An event stream that enters Kafka persists as a topic, which is what Kafka considers to be a materialized event stream. Simply put, a topic is any event stream at rest. A topic groups related events and stores them durably. For the sake of understanding, you can think of a topic in Kafka as a folder in a file system or a table in a database.
In Kafka, topics are used to decouple consumers and producers. A consumer pulls messages from the topic, while producers push them into the topic. A topic can have numerous consumers and producers.
Topics in Kafka are divided into numerous partitions. You can think of partition as the smallest unit of storage that stores a subset of all the records owned by a particular topic. A partition is a single log file and records are written to it (following the append-only property, where the existing data is immutable).

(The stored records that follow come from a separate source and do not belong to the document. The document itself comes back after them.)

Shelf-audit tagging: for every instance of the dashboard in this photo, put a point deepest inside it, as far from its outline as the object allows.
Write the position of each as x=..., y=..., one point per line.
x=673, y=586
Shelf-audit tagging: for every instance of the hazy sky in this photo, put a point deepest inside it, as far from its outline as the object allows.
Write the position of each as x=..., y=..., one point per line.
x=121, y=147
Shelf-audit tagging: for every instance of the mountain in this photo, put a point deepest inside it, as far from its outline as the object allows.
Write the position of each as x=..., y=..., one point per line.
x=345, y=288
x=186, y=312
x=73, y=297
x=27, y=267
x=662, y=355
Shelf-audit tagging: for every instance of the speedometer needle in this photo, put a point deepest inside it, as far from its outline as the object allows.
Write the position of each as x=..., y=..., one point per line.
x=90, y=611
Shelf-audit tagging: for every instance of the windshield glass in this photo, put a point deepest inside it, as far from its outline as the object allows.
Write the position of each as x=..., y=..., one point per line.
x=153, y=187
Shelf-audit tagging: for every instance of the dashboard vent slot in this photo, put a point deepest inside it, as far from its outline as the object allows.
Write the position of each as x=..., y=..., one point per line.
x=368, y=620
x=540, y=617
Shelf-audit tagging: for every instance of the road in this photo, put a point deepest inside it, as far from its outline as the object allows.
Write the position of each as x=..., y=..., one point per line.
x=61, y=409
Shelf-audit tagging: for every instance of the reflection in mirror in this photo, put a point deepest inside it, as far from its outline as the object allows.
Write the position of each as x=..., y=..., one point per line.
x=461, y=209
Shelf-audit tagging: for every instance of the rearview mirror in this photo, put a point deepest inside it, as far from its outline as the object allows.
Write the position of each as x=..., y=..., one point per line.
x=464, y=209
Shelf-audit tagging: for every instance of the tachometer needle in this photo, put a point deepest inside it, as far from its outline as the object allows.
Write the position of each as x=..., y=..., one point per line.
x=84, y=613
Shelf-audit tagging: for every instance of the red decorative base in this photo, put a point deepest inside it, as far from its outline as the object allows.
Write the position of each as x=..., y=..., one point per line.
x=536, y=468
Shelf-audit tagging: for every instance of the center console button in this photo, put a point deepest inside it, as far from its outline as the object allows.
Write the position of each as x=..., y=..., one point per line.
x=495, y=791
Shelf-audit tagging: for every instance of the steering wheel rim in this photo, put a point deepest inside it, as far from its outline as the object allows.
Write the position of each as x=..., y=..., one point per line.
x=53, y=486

Just like Kafka has topics and RabbitMQ has queues, Memphis has stations. These are essentially distributed units used for storing messages and provide a powerful and easy-to-use messaging queue for applications. Think of them as virtual entities residing on a kind of file known as “stream” that stores the data. The stream files are stored either on non-volatile storage or in the broker’s memory, depending on your configuration per station.
All stations have a retention policy (by total size of the stored messages, store time, and stored messages) that defines how and when the messages will be removed from them. They are also distributed across Memphis brokers (one or more) depending on the number of station replicas that have been configured, and data is poured in a RAID-1 fashion.